Even silk road offers an escrow service that is apparently effective enough. The scammers on silk road typically try to con you into closing the transaction before delivery of any goods, so one red flag that you may be looking at a scammer is a number of early settled transactions in their history.
If someone wanted to do something like this more mainstream, they could develop a third party bitcoin escrow service that offered an order history, rating or feedback system, and transaction comments from both parties. You could even develop a rating score formula similar to a credit score, where older accounts with more history, have higher scores, which make it much harder for scammers to use throw away accounts.

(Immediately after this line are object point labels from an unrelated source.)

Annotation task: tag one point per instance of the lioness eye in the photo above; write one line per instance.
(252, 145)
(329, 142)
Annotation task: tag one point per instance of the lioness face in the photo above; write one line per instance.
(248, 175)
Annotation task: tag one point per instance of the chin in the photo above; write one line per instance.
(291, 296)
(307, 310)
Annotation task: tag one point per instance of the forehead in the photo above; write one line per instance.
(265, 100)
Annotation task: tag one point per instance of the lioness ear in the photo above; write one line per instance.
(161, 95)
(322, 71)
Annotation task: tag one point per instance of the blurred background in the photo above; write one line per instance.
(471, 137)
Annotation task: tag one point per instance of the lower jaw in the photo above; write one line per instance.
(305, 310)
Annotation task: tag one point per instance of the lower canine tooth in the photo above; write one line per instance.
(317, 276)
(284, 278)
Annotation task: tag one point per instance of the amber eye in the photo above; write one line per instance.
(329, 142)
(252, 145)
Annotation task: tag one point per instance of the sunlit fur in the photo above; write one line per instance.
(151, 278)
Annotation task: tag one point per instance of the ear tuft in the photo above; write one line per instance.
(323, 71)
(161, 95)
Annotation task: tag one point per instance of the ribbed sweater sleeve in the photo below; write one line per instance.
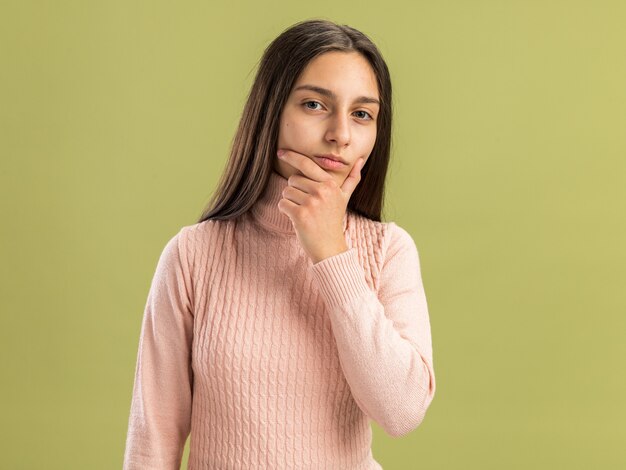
(383, 338)
(160, 415)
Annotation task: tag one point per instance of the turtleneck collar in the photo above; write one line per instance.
(265, 209)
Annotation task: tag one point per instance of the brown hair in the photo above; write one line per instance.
(255, 142)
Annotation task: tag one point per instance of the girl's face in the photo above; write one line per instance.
(338, 117)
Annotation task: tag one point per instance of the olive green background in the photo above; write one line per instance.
(508, 170)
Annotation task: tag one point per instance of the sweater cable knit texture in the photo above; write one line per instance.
(269, 361)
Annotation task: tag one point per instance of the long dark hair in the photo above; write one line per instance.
(255, 143)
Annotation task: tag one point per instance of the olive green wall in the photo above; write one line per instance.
(508, 170)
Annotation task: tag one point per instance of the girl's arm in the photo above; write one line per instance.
(160, 415)
(383, 340)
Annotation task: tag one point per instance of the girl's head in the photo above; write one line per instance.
(320, 88)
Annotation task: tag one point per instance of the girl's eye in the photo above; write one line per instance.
(315, 102)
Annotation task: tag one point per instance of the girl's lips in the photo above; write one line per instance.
(328, 163)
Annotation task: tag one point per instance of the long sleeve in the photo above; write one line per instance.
(383, 339)
(160, 414)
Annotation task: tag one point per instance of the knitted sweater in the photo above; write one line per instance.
(271, 361)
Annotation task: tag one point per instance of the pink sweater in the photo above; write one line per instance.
(271, 361)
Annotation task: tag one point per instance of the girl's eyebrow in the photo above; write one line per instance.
(330, 94)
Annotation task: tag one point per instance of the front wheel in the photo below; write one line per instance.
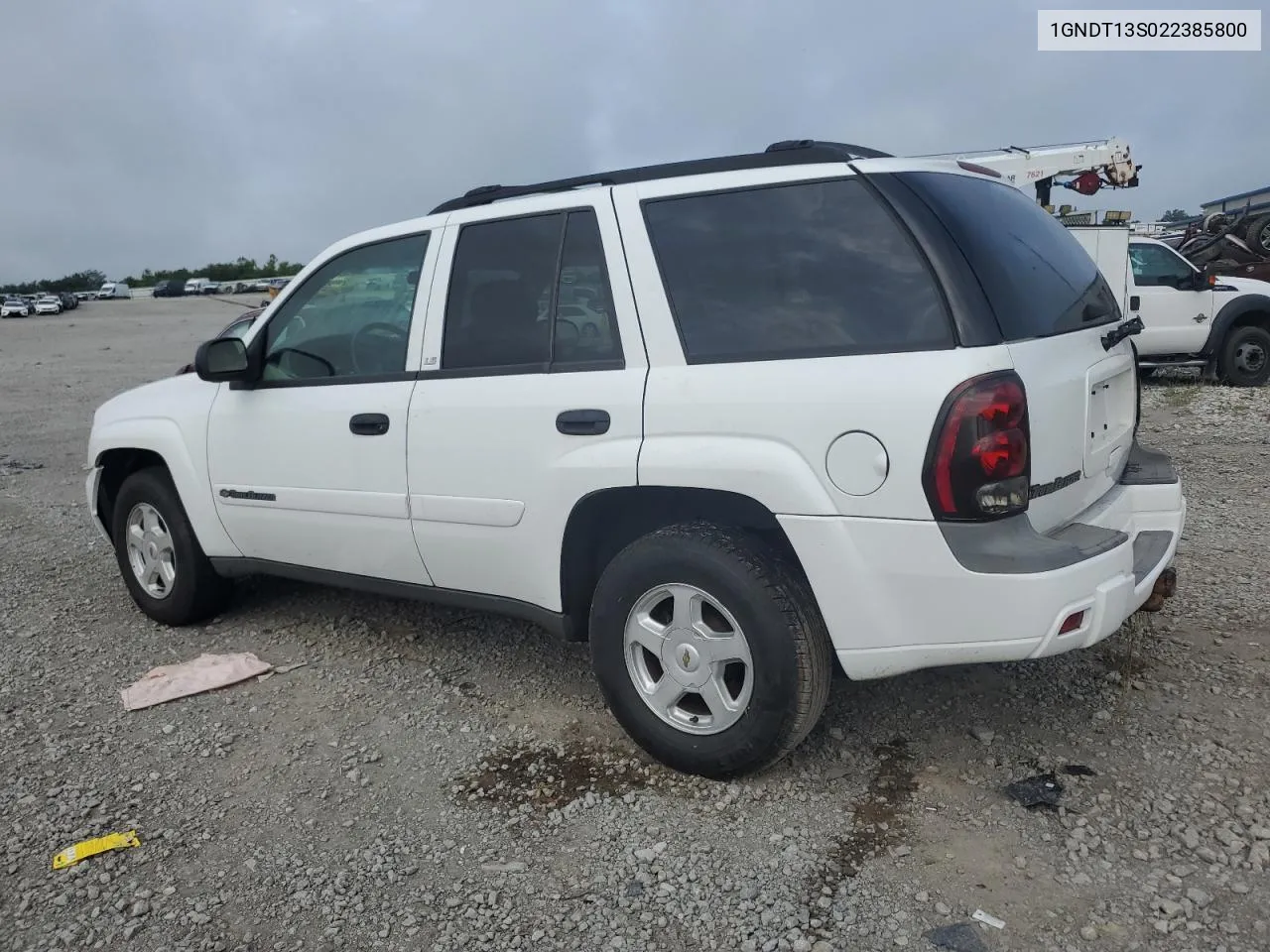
(1245, 358)
(710, 649)
(163, 565)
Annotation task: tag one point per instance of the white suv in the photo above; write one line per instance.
(844, 407)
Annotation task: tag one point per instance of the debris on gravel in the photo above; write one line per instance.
(448, 780)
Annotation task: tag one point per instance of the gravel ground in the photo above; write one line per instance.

A lot of places that accept Bitcoins use BitPay and get paid in US dollars. BitPay charge a 3% fee for this service. (You can accept Bitcoins and exchange them yourself but then you take on the exchange-rate risk, which is quite substantial given how much the Bitcoin exchange rate varies.)
They must've changed it at some point and I only found outdated information, sorry. As wmf points out the total fees are actually 2.69% once you take into account the 0.99% fee for the payment gateway part.
BitPay charges a fee to accept BTC and another fee to convert to USD; these add up to 2.69%. If the customer pays Coinbase 1% to convert USD to BTC then total fees are nearly 4%.
> if it increases the cost of their goods/services in a meaningful way.
You do realise that credit cards aren't some new invention ?
The merchant costs have been factored into people's purchases for decades and there is no evidence it has caused any impact on sales. If anything the huge array of reward programs and partnerships e.g. with airlines has reinvigorated the huge of credit cards.
I just don't see anyone migrating away from credit/debit cards apart from fringe elements of society. Seems like proponents of Bitcoin live in their own world sometimes and treat the existing financial system as some competitor.